Because autism is far more common in boys than in girls, it is reasonable to look for clues in the Y chromosome. In our last issue, Jamain et al used informative Y-polymorphic markers and defined Y chromosome haplotypes of 111 autistic subjects from France, Sweden and Norway, as well of appropriate controls.4 No significant difference in Y-haplotype distribution was observed. These results are not suggestive of a Y chromosome effect in autism.

In this issue, we have three articles with positive genetic findings in autism. Jamain et al report data indicating that the glutamate receptor 6 (GluR6) is in linkage disequilibrium with autism (pages 302–310). The GluR6 gene is localized in 6q21, a candidate region. Glutamate, the main excitatory neurotransmitter in the CNS, has a key role in cognition. Jamain and colleagues studied a large number of subjects and used both the affected sib-pair method and the transmission disequilibrium test. Both approaches showed a significant linkage and association of GluR6 with autism. GluR6 is highly expressed in brain regions involved in learning and memory (hippocampus) and in motor and motivational aspects of behavior (basal ganglia and cerebellum). Additionally, GluR6 function regulates the seizure threshold. Thus, alterations in GluR6 gene function could explain not only cognitive, motor, and motivational impairments, but also the high occurrence of seizures in autistic children.

Gamma-aminobutiric acid (GABA) is an aminoacid neurotransmitter that regulates the seizure threshold. GABA is a key modulator of anxiety. Rates of anxiety disorders are higher in first-degree relatives of autistic subjects.
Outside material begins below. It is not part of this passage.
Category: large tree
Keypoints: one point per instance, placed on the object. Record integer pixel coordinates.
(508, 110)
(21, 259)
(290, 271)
The GABA type-A receptor β3 subunit gene (GABRB3) is localized in the Pader–Willi/Angelman syndrome critical region (15q11–13), where cytogenetic abnormalities have been described in several patients with autism.5 In this issue (pages 311–316) Buxbaum et al present data that strongly support a role for genetic variants within the GABA receptor gene complex (GABRB3) in autism.
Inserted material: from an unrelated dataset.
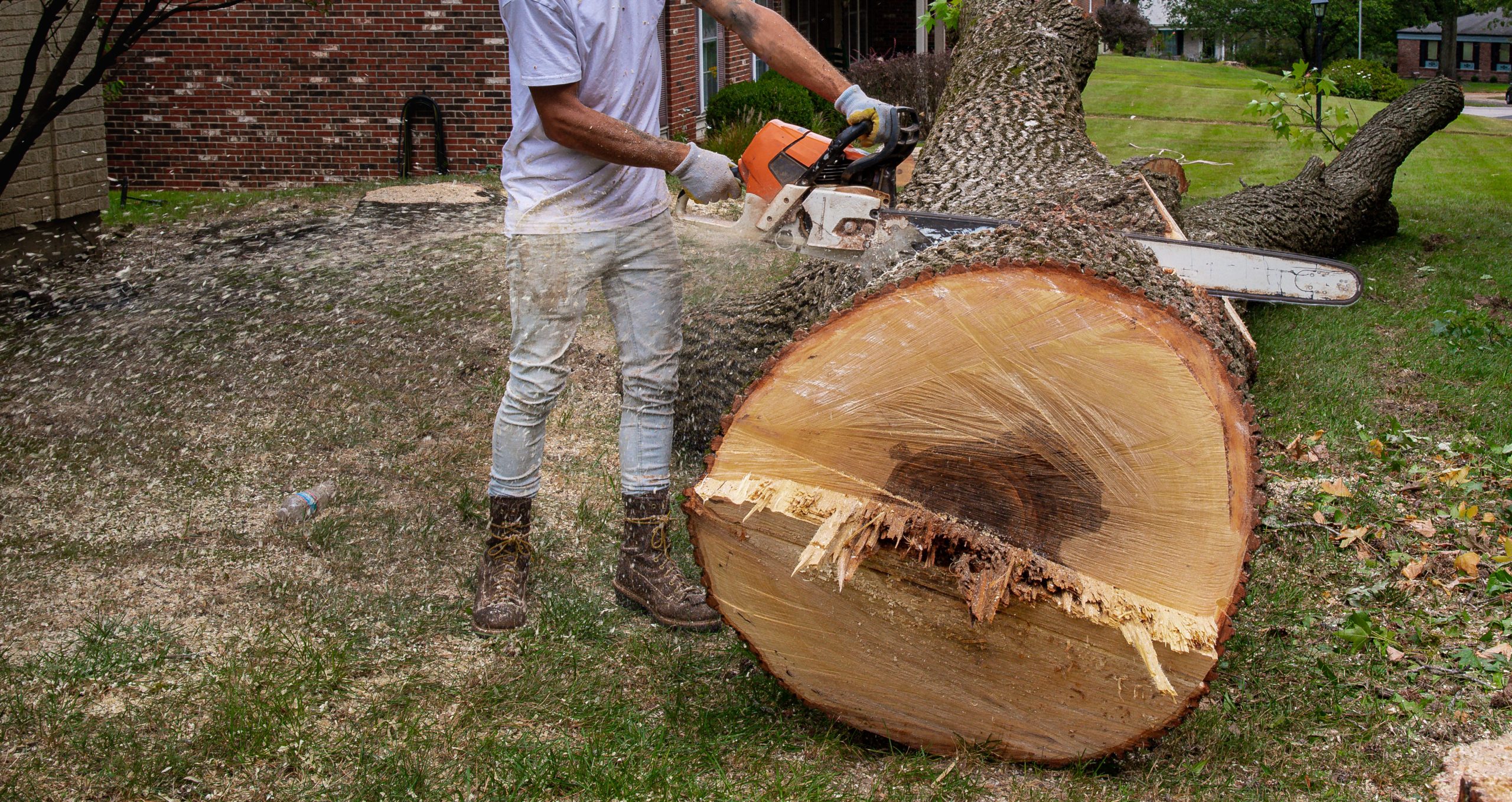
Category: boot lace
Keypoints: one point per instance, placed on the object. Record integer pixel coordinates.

Serotonin is thought to be implicated in autism because whole blood serotonin levels are increased in patients and serotonin transporter inhibitors reduce rituals and aggression in autism. The paper by Kim and colleagues (pages 278–288) provides the first comprehensive screening of introns and exons of the serotonin transporter for polymorphisms in this disorder. A key finding is that the TDT peaks at a location other than the most commonly typed polymorphisms in the gene, the 5-HTTLPR and an intron 2 VNTR. It will be interesting to see if the new variants lead to more consistent results across autism samples and whether they help in understanding the variable association with other phenotypes ranging from neuroticism to bipolar mood disorder.

The six articles on autism published to date in the current volume of Molecular Psychiatry contribute to enhance our understanding of this devastating disorder. We look forward to continuing to publish the latest advances in autism research.